Seventy-five years of scenic travel along the Merritt Parkway was celebrated with a ceremony full of speeches, retro cars and preservation awards on Friday, Sept. 25.
The ceremony shined light on all of the hard work that has taken place on the parkway over the years and it’s initial purpose of cutting down traffic on the Boston Post Road, even though it can still get congested with traffic on a given day.
James Redeker, DOT Commissioner, delivered the keynote speech for this event and said although he hasn’t been in the department long enough to have an influence on the parkway he was honored to speak in commemoration of 75 years of successful travel.
“When we spend our money on the right things, like the Merritt Parkway and we dedicate ourselves to continuing to preserve the essential character of the roadway and make this way forever. If we do that everywhere and dedicate ourselves to that, frankly investments in transportation will follow,” said Redeker who has been the DOT’s Commissioner for the past 6 years. “Because this kind of a system is what we want, not just on the Merritt, but on every road and on every transit.”
Merritt Parkway Conservancy Chairman Peter Malkin presented the Partnership in Preservation Award for the restoration of the 6 service areas, including the volunteer architects who helped retain the character of the historic brick service centers.
Malkin named Redeker an honorary member of the Conservancy board and presented him with one of the Preservation Awards.
“Since Jim (Redeker) has come on board there has been a new spirit of cooperation and we are working together…” said Malkin. “We are not always the easiest people for the DOT to deal with, but we know what we want and we know what we believe history demands.”

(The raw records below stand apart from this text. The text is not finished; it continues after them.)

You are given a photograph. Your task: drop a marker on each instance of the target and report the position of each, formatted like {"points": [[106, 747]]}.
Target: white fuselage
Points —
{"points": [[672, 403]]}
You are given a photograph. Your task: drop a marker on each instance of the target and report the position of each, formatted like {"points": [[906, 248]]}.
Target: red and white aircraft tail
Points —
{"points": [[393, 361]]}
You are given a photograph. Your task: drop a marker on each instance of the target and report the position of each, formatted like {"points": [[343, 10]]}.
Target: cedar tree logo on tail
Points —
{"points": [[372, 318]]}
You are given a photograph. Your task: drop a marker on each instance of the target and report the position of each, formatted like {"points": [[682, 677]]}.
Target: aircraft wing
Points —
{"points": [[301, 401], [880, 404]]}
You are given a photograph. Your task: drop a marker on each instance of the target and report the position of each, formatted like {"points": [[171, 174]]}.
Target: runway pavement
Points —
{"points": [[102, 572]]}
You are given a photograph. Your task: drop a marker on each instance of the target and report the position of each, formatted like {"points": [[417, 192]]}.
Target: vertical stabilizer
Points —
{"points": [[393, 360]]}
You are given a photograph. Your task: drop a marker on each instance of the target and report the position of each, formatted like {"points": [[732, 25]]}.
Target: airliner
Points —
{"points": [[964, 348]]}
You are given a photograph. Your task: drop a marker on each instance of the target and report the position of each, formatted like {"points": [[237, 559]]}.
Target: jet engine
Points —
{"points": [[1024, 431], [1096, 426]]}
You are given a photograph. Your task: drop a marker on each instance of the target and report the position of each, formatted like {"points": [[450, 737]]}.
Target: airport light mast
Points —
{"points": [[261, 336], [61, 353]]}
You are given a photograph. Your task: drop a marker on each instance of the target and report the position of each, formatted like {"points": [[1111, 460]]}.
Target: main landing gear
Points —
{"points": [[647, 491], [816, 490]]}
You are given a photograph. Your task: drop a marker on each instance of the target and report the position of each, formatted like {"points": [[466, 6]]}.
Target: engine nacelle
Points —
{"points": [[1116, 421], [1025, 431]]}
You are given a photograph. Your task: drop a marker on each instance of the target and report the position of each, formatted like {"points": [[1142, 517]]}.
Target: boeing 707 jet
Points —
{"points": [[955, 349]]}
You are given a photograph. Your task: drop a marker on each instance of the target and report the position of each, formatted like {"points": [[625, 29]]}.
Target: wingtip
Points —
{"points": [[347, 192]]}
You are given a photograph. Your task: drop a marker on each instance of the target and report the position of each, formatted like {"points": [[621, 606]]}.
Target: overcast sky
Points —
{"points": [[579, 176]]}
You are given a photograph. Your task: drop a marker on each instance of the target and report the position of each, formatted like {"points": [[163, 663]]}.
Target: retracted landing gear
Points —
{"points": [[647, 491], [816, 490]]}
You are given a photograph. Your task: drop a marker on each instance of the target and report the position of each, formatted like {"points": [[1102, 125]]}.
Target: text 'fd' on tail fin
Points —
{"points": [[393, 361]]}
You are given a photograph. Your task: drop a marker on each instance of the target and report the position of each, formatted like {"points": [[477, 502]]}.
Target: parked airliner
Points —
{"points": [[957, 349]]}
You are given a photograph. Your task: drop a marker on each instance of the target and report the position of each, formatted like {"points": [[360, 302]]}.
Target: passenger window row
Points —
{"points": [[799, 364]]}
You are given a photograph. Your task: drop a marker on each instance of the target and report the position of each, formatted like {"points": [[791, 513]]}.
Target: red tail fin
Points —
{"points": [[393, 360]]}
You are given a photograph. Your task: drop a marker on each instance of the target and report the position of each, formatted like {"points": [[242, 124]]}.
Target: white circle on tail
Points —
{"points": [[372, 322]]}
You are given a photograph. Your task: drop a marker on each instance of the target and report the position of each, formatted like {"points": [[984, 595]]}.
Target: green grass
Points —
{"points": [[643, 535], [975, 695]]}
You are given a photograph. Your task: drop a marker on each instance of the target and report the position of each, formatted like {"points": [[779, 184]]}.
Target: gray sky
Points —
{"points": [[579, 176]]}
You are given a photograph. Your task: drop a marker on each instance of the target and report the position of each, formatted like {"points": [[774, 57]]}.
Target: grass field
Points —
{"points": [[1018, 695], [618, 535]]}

Malkin also presented an award to Paul Landino, Herb Newman who is a member of the Board, David Scott Parker who are all members of the Board of Conservancy.
Landino said in his acceptance speech that the renovations on the parkway have been a long time coming and a combination of “progress and history” and trying to blend them in a way that works for everyone.
Henry “Buzz” Merritt, the 88-year-old nephew of Schuyler Merritt, the congressman from Stamford for whom the parkway is named, made a surprise speech where he shared an anecdote of driving with his parents along the newly opened road. He described the memory as “a family outing of distinction,” that included him getting to steer the car while sitting on his father’s lap and a roadside picnic following the drive.
The Merritt Parkway Museum was also open to the public for tours after the ceremony wrapped up. The parkway is a National Scenic Byway and is listed in the National Register of Historic Places.